AutoML Mobile Price Use Case

How AutoML Can Help

The Mobile Price dataset contains a variety of mobile phone-related characteristics, such as RAM, internal storage, screen size, and CPU type, which are used to forecast the price range of these devices. This dataset offers a thorough understanding of how various specifications affect the cost of mobile phones, providing valuable information to makers and users alike. In this situation, MLJAR AutoML can greatly improve the process of mobile price prediction. MLJAR AutoML simplifies the process of developing predictive models by automating the processes of model selection, tuning, and evaluation. This guarantees precise and effective forecasts of mobile phone costs. In the end, this automation helps stakeholders make intelligent choices about mobile device pricing strategies and market positioning by not only simplifying the model generation process but also aiding in the identification of key factors that impact pricing.

Business Value

25%
More Accurate

When compared to previous methods, AutoML can increase pricing prediction accuracy by up to 25%, resulting in more accurate pricing strategies that better reflect customer demand and market realities.

30%
Cost Reduction

By automating the model-building process, MLJAR AutoML can decrease the costs associated with data science and model development by approximately 30%, freeing up resources for other strategic initiatives.

40%
Accelerated Model Development

MLJAR AutoML can reduce the time required to develop and deploy predictive models for mobile prices by up to 40%, allowing businesses to quickly adapt to market changes and optimize pricing strategies.

AutoML Report

MLJAR AutoML offers profound insights into model performance, data analysis, and assessment metrics through its capacity to provide extensive reports filled with insightful data. Here are a couple such examples.

Leaderboard

To evaluate the effectiveness of trained models, AutoML has used logloss as its performance measure. As can be seen in the table and graph below, Ensemble was consequently chosen as the best model.

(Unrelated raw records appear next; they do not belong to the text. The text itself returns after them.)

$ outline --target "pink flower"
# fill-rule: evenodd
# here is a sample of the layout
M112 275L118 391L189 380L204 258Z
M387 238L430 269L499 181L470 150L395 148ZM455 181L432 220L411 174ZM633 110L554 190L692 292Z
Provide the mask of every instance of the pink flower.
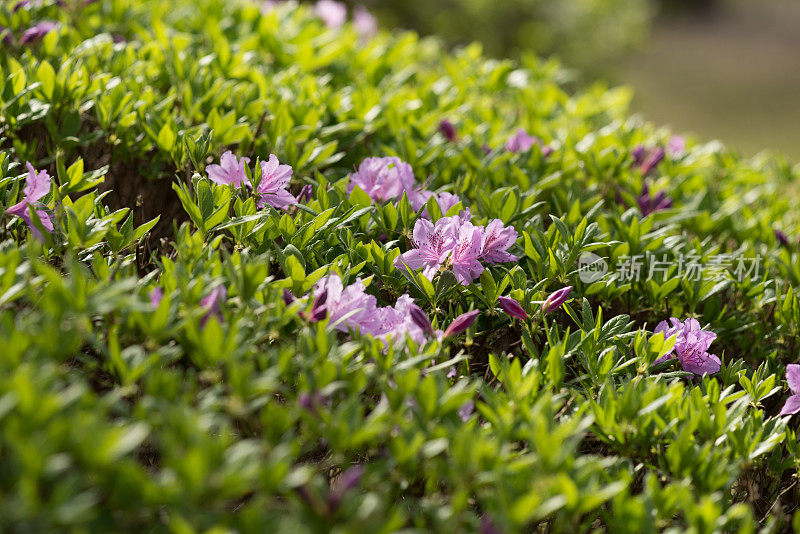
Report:
M414 248L394 260L398 269L422 269L422 275L431 280L439 267L450 256L456 239L450 217L442 217L434 225L426 219L414 224Z
M222 303L228 298L228 290L225 286L217 286L200 301L200 307L206 310L205 315L200 320L200 326L205 326L211 317L216 317L218 321L224 321L222 317Z
M236 156L228 151L222 154L219 162L219 165L209 165L206 167L206 173L212 182L220 185L233 184L237 188L241 188L242 184L244 184L252 189L253 186L245 172L245 166L250 163L250 158L237 160Z
M399 197L403 191L413 191L414 182L411 165L400 158L367 158L358 166L358 172L350 175L347 193L358 186L373 201L386 202Z
M378 33L378 20L364 6L353 10L353 27L362 39L369 39Z
M383 341L387 341L389 338L393 341L403 340L408 335L414 343L421 345L425 343L426 331L420 327L417 322L418 318L415 319L412 313L412 309L415 308L422 311L419 306L414 304L411 297L401 295L397 298L393 308L390 306L378 308L377 321L362 329L362 333L371 334ZM424 315L425 312L422 313Z
M511 297L497 297L497 303L510 317L516 317L520 321L528 318L527 312L519 305L519 302Z
M453 248L453 274L456 280L467 286L483 272L483 265L479 261L483 248L483 228L461 222L458 217L453 217L453 221L458 228L458 238Z
M571 291L572 291L572 286L567 286L559 289L558 291L553 292L553 294L547 297L547 300L545 300L544 303L542 304L544 312L550 313L560 308L561 305L564 304L569 298L569 294Z
M673 158L679 158L686 152L686 139L680 135L673 135L667 141L667 152Z
M164 290L156 286L150 292L149 297L150 297L150 306L152 306L153 309L155 310L156 308L158 308L158 305L161 304L161 299L164 298Z
M678 357L684 371L696 375L714 374L720 370L722 363L714 354L709 354L708 347L717 338L717 334L700 328L697 319L686 319L681 323L675 317L670 318L672 326L666 321L661 321L656 326L655 334L664 333L664 339L677 334L675 347L666 355L654 362L655 364Z
M338 28L347 21L347 6L334 0L319 0L314 5L314 13L328 28Z
M794 415L800 412L800 365L790 363L786 366L786 381L792 396L786 400L781 409L781 415Z
M24 198L21 202L9 207L6 213L24 220L31 229L31 234L40 241L44 241L44 235L33 224L31 209L36 211L44 229L48 233L52 232L53 221L50 220L50 215L44 210L36 209L37 202L50 192L50 175L47 174L47 171L36 172L30 162L26 162L25 165L28 167L28 176L25 189L22 190Z
M411 207L414 208L414 211L422 209L421 215L426 219L431 218L428 214L428 208L425 206L431 197L436 199L436 203L439 204L439 210L442 212L442 215L445 215L450 208L461 202L461 198L459 198L458 195L448 193L447 191L433 193L425 189L416 189L410 192L407 191L406 194L408 195L408 200L411 201Z
M275 154L269 155L269 161L261 162L261 181L258 182L256 194L259 197L258 207L270 205L273 208L285 210L297 204L286 187L292 177L292 168L289 165L280 165Z
M508 152L527 152L533 145L541 145L542 140L535 135L528 135L524 128L517 129L514 134L506 141L506 150ZM553 149L549 146L542 147L542 154L549 156Z
M489 263L517 261L517 256L507 252L516 241L517 231L513 226L503 226L500 219L491 221L483 232L483 259Z
M461 315L453 319L453 322L450 323L450 326L448 326L447 329L444 331L442 339L458 335L461 332L465 331L467 328L469 328L475 323L475 319L478 318L479 313L480 313L479 310L472 310L468 311L467 313L462 313Z
M439 123L439 132L451 143L458 140L458 132L455 125L447 119Z
M317 312L322 310L328 317L328 324L340 332L374 331L378 328L376 300L365 293L365 289L361 279L345 288L339 275L329 274L314 288L314 307Z
M38 22L22 33L22 37L20 37L19 43L28 44L28 43L33 43L35 41L39 41L42 38L44 38L45 35L55 30L57 27L58 23L53 22L52 20L43 20L42 22Z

Best model name model_type metric_type metric_value train_time
1_Baseline Baseline logloss 1.38629 0.56
2_DecisionTree Decision Tree logloss 0.614034 14.36
3_Linear Linear logloss 0.222379 7.27
4_Default_Xgboost Xgboost logloss 0.216422 9.33
5_Default_NeuralNetwork Neural Network logloss 0.31977 1.1
6_Default_RandomForest Random Forest logloss 0.437807 7.86
the best Ensemble Ensemble logloss 0.180543 0.24

AutoML Performance

AutoML Performance

Spearman Correlation of Models

The pairwise Spearman correlation coefficients between various models are shown in the heatmap. The monotonic relationship between the predictions of two models is represented by the strength of each cell. Strong correlations are shown by values around 1 and weak or nonexistent correlations by values near 0. This heatmap allows comprehension of the relative performance of several models in terms of ranking data points.

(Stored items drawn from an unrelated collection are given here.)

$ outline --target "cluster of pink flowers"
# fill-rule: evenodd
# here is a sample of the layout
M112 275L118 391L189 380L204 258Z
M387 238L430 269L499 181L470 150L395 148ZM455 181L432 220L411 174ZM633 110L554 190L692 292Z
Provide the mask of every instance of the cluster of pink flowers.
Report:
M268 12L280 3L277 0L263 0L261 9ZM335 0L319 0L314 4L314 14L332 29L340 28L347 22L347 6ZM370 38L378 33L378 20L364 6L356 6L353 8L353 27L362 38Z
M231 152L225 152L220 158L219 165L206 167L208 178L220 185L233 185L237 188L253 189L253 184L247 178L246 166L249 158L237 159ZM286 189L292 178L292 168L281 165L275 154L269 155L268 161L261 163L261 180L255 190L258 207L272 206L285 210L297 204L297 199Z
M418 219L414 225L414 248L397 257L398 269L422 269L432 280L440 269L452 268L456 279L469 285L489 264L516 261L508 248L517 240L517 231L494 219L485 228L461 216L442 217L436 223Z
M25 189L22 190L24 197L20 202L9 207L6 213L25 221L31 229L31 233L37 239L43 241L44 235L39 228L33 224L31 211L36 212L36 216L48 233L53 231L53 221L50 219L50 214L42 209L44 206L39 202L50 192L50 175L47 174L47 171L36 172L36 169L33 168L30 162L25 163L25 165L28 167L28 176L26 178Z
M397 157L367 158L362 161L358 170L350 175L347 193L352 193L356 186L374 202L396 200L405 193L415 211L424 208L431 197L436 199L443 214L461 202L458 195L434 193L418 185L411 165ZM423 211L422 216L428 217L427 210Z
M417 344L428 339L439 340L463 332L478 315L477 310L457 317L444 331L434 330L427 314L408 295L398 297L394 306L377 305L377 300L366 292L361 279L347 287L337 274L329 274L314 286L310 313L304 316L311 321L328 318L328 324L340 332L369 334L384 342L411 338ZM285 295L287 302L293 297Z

models spearman correlation

Feature Importance

The plot visualizes the significance of various features across different models. In this heatmap, each cell represents the importance of a specific feature for a particular model, with the color intensity indicating the level of importance. Darker or more intense colors signify higher importance, while lighter colors indicate lower importance. This visualization helps in comparing the contribution of features across multiple models, highlighting which features consistently play a critical role and which are less influential in predictive performance.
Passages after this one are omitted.